Sabre has made round-the-world (RTW) fares sold on SkyTeam, an alliance of 20 airlines that includes Air France and Delta, more easily bookable for the travel agencies worldwide that use its systems.
Existing Sabre Red Workspace users and API consumers have access to this enhanced functionality, as of late last week.
Sabre's move suggests that GDS systems are becoming much more flexible and adaptable to the sales of complex airline products. The company has also begun to offer similar "circle trip" airfares, which are itineraries that start and end in the same destination, but include more than one stopover.
Are the other two global airline alliances--One World and Star Alliance--next to be included? Neil Fyfe, vice president of product marketing, tells Tnooz:
“Yes, this is why we have created this new industry standard, which provides immense value to the airline and agency community.
In fact, as round-the-world and circle trip fares change it is now easier to modify fare filings and keep pace with changing business practices.
We are making necessary moves to involve other alliances in implementing this new industry standard.”
Kicking the tires
Sabre's new functionality is best for corporate travelers whose company rules require them to book round-the-world trips through SkyTeam.
Tnooz asked one travel agent with access to the new tool for their opinion of the product. The agent spoke anonymously because of commercial conflicts.
The agent said "the system works and is clever," which is praise not historically associated with GDSs and round-the-world ticketing.
"It streamlines the process for an agent to get validation of a passenger number record, something that was previously unavailable through a GDS."
But the agent questioned whether using SkyTeam itself was a good choice for many travelers, given the alliance's reputation for having a round-the-world ticket product that is wrapped up in more restrictions and expensive change fees than other options.
Another travel agency we spoke with was AirTreks, which specializes in round-the-world itineraries.
Its CEO Sean Keener happens to be circumnavigating the globe at this moment, traveling from Portland, Ore., to London to Singapore to Queenstown to Auckland to Portland again. Keener said:
"I'm stoked to see Skyteam and Sabre put out a product into the RTW marketplace. It's exciting to see them bring more options to travelers."
But Keener questions whether SkyTeam tickets are often the best value for customers.
"We frequently refer our friends and travelers to Skyteam and the other alliances when they have miles to spend. Otherwise, we don't see travelers often wanting to buy tickets from Skyteam or the other alliances."
"Here's a screenshot of me trying to make the trip I am on work within the context of SkyTeam's proprietary engine and rules, which generated a total price of $6,700."
Keener claims his company could put the same itinerary together outside of SkyTeam for $3,500, with fewer restrictions.
SkyTeam counters that ticketing is complex with changes on an hourly basis and that it offers tickets that are competitive with what's on the market. In Sabre's defense, the tool on Skyteam's website is different from the one on its own site. A skilled agent might be able to use Sabre's interface with better results.
Sabre tacking in the wind
This new offering from Sabre is part of a broader effort at upgrading its offerings.

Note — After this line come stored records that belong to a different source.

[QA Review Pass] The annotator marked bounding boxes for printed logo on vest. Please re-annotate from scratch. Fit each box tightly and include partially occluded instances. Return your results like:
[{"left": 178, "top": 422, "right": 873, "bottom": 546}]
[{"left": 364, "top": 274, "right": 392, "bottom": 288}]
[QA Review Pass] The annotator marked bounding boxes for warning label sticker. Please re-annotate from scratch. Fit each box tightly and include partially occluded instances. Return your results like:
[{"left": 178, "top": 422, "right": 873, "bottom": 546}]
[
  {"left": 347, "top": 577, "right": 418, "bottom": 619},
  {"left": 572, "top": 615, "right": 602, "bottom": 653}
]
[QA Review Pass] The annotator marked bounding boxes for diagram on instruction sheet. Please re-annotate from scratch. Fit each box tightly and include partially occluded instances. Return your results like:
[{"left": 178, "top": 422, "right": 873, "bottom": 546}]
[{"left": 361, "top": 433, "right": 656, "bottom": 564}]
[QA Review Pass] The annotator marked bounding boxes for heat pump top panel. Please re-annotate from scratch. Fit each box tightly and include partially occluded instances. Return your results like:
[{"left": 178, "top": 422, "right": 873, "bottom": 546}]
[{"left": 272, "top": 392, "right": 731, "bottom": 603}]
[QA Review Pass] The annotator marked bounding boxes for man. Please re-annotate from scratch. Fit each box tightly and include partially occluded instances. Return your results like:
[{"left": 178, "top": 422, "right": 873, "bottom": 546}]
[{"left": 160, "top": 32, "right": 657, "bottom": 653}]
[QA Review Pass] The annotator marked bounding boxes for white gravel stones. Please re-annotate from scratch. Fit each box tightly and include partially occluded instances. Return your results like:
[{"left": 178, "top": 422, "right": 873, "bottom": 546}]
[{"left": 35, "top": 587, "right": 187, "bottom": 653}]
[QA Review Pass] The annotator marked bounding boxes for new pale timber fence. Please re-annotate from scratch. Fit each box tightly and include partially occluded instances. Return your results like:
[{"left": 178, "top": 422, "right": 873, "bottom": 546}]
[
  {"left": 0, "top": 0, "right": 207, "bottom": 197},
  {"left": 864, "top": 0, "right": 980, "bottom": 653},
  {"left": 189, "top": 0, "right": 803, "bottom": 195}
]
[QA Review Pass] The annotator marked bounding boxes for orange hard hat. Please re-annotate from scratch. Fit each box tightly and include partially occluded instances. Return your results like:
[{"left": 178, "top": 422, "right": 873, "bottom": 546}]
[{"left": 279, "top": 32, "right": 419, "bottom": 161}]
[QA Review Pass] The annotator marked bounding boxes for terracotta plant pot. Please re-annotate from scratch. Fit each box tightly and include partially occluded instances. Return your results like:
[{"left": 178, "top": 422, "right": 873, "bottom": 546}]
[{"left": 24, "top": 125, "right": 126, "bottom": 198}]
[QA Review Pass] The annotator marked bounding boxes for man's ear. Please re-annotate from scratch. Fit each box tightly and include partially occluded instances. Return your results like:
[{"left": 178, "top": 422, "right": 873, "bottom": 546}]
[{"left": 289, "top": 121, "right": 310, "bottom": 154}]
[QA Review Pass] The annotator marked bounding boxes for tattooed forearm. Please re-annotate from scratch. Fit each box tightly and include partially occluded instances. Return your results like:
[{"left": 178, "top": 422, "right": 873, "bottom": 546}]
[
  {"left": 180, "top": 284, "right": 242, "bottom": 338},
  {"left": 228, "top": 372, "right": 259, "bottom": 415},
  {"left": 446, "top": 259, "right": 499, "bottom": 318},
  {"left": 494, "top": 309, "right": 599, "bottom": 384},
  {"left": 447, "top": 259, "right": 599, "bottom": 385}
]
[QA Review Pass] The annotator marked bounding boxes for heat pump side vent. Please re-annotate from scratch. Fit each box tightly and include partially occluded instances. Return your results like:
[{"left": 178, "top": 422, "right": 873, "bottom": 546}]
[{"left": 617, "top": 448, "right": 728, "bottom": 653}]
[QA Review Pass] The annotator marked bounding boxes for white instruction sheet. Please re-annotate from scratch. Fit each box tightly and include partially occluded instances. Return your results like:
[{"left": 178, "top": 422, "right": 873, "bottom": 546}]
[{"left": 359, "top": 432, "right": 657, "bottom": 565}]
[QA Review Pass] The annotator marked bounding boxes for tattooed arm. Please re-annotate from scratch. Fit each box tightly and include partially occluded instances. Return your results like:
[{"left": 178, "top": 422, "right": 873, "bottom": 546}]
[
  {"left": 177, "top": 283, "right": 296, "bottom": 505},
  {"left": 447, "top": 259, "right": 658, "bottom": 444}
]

Why update the round-the-world content now? Fyfe explains:
“There has been a demand within the market to simplify the booking of these fares, and we chose to align our product with new ATPCO developments to automate these fares. Other solutions are semi-automated.

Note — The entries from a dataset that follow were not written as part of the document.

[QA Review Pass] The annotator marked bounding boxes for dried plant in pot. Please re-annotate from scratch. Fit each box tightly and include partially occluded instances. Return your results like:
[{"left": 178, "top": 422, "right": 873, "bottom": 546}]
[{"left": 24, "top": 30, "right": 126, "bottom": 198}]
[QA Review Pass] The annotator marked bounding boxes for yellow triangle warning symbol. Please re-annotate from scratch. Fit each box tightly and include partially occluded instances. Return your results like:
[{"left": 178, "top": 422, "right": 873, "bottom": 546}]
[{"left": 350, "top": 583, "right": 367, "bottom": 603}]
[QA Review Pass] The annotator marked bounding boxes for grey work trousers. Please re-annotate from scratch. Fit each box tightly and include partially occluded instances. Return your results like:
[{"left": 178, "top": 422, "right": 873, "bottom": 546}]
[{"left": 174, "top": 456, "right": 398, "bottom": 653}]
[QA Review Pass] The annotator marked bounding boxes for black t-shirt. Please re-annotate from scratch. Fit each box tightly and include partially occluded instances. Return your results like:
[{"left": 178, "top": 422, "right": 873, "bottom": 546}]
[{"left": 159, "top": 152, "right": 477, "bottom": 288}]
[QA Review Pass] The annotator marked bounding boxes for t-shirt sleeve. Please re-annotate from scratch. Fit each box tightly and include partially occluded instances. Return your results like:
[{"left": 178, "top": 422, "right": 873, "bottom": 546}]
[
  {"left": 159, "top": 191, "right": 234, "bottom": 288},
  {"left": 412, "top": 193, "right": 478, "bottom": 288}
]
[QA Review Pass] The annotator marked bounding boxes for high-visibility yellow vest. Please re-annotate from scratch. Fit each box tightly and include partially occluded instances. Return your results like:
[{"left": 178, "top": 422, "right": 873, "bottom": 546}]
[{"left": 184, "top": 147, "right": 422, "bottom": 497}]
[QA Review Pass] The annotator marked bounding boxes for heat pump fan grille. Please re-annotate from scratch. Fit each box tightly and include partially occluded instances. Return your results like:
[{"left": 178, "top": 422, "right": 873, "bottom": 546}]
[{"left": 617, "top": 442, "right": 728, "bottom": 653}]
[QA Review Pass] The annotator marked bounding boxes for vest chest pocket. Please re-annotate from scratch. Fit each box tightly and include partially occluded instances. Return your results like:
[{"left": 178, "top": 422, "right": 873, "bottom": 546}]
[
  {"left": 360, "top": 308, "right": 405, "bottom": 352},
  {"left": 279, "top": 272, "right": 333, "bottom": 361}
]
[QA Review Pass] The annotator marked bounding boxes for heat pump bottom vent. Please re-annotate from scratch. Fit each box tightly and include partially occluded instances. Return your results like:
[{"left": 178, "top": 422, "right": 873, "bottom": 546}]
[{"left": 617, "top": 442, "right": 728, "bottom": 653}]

We wanted to develop a fully automated solution in partnership with ATPCO.”
Do agents need to be trained to be able to use the Sabre GDS to book the new RTW fares?
“Agents who currently book these fares manually or in other systems will require no training to use the automated solution through Sabre.”
Is this available in the graphical user interface (GUI) for all agents on Sabre's system?
“We have not changed the interface apart from a slight modification to an existing command.”
The move is part of a broader change at the Texas-based company.
Last summer, the company adjusted its policy and became open to working with any airline interested in using next-generation technologies that are compatible with IATA's New Distribution Capability standards for communicating and selling dynamic air products.
Rivals Amadeus, Travelport, and TravelSky have similarly embraced the new technologies.